Sentada, do outro lado do firmamento, peço-te:
-
Deita-me. Humedece as tuas mãos pela tinta de uma caneta. O meu peito.
Abre-o. Força as tuas unhas pelas minhas costuras. Rasga-o. Tal como
fazes com o papel de embrulho de uma prenda, com a ponta dos teus pés a
saltitar de euforia, arrancas o papel colorido de uma só vez. E deixa a
tinta de tuas mãos a babar para dentro dele. Transforma-me em uma sombra
desligada do chão. Toma-te por minha.
Passo
horas, assim, com tuas mãos em meu peito, a olhar para uma folha em
branco. A absorver o seu sentido de "claridade". A absorver o seu
sentido de "limpeza". A absorver o seu sentido de "e". A absorver o seu
sentido de "ruído". Branco. Apenas e só branco.
É
com naturalidade que procuramos assumir uma determinada ordem. Ou
impor. Ou até criar. Ordem ajuda a identificar os comportamentos, os
objectos, os pensamentos, as limitações, as barreiras. Ordem é a
parteira da Esperança e da sua prole.
De
joelhos, acendes-me um cigarro. Não me moves, nem tentas. Levas o
filtro até mim, deixando-me respirar as ondas de fumo acinzentado.

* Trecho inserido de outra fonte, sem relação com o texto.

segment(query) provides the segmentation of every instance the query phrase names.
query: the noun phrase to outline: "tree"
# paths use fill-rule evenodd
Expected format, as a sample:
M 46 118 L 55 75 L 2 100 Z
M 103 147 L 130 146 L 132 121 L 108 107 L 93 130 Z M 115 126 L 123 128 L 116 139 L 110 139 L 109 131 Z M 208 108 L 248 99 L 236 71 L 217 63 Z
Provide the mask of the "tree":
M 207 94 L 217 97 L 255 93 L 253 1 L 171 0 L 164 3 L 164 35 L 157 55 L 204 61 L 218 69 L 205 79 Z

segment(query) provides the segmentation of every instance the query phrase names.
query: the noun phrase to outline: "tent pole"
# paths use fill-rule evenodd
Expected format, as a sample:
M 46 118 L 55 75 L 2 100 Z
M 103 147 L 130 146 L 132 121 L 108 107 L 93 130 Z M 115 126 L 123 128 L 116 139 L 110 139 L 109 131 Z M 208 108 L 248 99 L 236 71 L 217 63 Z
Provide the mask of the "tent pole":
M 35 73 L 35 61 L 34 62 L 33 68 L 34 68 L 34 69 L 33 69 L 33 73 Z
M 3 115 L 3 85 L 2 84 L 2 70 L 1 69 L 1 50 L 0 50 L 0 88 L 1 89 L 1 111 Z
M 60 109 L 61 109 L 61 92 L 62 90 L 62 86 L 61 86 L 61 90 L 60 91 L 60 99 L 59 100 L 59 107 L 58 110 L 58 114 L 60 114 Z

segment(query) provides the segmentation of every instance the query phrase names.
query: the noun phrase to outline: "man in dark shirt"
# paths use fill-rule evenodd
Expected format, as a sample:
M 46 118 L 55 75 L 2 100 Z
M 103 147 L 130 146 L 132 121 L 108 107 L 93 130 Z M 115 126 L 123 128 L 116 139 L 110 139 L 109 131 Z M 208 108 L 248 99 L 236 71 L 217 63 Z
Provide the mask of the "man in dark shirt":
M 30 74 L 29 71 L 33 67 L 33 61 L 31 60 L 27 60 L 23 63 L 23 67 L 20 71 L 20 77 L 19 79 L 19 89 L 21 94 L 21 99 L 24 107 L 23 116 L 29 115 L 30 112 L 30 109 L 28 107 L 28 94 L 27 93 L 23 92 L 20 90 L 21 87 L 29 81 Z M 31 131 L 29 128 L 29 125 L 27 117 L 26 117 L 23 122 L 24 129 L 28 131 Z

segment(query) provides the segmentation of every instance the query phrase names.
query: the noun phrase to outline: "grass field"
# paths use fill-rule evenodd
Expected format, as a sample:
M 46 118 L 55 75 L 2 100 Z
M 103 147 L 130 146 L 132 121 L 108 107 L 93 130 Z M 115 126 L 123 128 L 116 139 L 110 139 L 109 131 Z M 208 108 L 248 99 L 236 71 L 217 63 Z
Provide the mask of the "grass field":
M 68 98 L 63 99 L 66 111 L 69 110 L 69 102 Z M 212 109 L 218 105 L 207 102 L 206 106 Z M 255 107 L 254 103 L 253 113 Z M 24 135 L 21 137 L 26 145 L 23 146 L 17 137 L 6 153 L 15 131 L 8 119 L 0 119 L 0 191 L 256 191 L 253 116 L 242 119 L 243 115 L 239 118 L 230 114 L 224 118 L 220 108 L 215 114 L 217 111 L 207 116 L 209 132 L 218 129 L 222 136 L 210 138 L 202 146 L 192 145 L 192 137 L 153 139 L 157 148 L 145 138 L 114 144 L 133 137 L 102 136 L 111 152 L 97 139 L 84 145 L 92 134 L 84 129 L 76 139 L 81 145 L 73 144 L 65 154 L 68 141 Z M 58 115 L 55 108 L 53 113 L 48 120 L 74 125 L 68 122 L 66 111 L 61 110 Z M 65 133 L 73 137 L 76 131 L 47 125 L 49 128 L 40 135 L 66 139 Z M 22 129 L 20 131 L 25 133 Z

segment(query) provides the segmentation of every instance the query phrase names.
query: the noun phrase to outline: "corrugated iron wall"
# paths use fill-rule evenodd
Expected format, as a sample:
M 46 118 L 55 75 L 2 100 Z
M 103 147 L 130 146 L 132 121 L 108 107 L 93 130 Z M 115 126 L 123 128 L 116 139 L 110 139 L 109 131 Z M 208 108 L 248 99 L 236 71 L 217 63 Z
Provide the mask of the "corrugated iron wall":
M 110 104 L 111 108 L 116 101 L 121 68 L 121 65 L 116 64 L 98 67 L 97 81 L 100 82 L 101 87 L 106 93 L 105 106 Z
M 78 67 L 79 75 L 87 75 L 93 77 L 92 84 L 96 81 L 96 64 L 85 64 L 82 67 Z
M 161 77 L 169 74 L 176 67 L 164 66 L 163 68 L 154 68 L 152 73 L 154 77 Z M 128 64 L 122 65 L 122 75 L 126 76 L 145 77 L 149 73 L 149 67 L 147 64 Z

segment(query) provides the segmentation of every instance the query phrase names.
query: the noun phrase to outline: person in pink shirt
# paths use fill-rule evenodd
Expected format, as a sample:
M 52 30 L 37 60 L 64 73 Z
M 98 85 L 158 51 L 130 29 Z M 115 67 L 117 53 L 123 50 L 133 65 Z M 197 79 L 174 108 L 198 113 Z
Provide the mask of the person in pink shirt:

Repetes este movimento inúmeras vezes até o cigarro se apagar.
Elevas
o teu corpo, observo toda a gentileza dos teus movimentos. Os pés
descalços. O som dos teus pés descalços. O eco dos teus pés descalços.
Não és tu que usas esse vestido vermelho, o vestido usa-te, deixando a
forma dos teus ossos, a forma da tua carne, ser o seu particular cabide.
Uma segunda e nova pele.
Deixo
de te ver, deixo de te observar. Sinto os teus passos próximos da minha
cabeça. O teu pé direito pelo canto do meu olho direito, o teu pé
esquerdo pelo canto do meu olho esquerdo. Ouço o teu corpo a descer.
Ouço a forma como te sentas. Deslizas para perto de mim sentada na
madeira. A minha cabeça entre as tuas coxas. A minha face tapada pelo
tecido. A luz que me rodeia ganha tonalidades vermelhas, transparentes,
difusas, quentes. A minha respiração a inflamar o tecido. Suspiras entre
um sorriso.
- Quero-te para meu Capuchinho.
Levas
a mão dentro do vestido, deleitada, à procura da minha barba. As tuas
unhas brincam com os meus pêlos espessos. Reparo que na varanda a chuva
tem nome. Chama. Grita. Geme. As fissuras da noite ganham vida em meu
olhos, em teu vermelho, a vontade imensa de recortar pedacinhos do teu
sorriso e remendar a noite.
Em
impulso salto da minha imobilidade, paro-me em frente dos teus olhos.
Olho-te, procuro-te, quero-te como um animal esfomeado. Com a vontade de
te caçar, de te assombrar a palpitar.
Levanto-te, abro o acesso até à varanda, inspiro a noite.
Pego em teu braço, arrasto-te até lá fora.
De
costas para mim, apoio as tuas mãos no corrimão molhado. Ficamos
imóveis, a chuva a ensopar a nossa pele. As nossas bocas. A ensopar o
meu peito aberto.
Sedento,
em rapidez, liberto-te da tua segunda pele. Ouço o som da chuva a
cobrir a linha do teu pescoço. Lentamente começo a inclinar as tuas
costas, reparo como a cidade brilha seus olhos amarelados por tua
cintura. Não libertas um único som. Nasces, aqui, como uma Deusa feita
de Vidro, pronta a ser adorada.
Sou
inundado. Inundado de fé, inundado pela vontade de acreditar, inundado
pela vontade de não explicar. Devoto, ajoelho-me, as minhas costas a
sentirem o ar quente em fuga da casa, encaixo a minha boca no fundo das
tuas costas, abrindo-a, bebendo a chuva que desce, que escorre, que
desliza, por tua espinha, por tua pele, por tuas formas, por tuas costas
transformadas em borboleta, por tuas costas transformadas em copo.
Bebo o teu paladar. Bebo os teus pecados. Bebo-te.
Subo
por ti como se fosses uma falésia, cravando as minhas unhas no espaço
das tuas costelas, friccionando-me contra a tua crueza, com meu bafo
quente, intermitente, nervoso, a preencher-te, com todo o cuidado, com
toda a precisão, se uma mão me falha não tenho nenhuma corda para
segurar-me. Subo. A linha que nos separa é ténue, invisível. Chegado ao
teu ouvido reparo na claridade de tua face, na cristalina forma que
espelhas nas gotículas.
A tremelicar, confesso-te:
- A única palavra que quero ouvir de teus lábios cerrados é um Foda-se.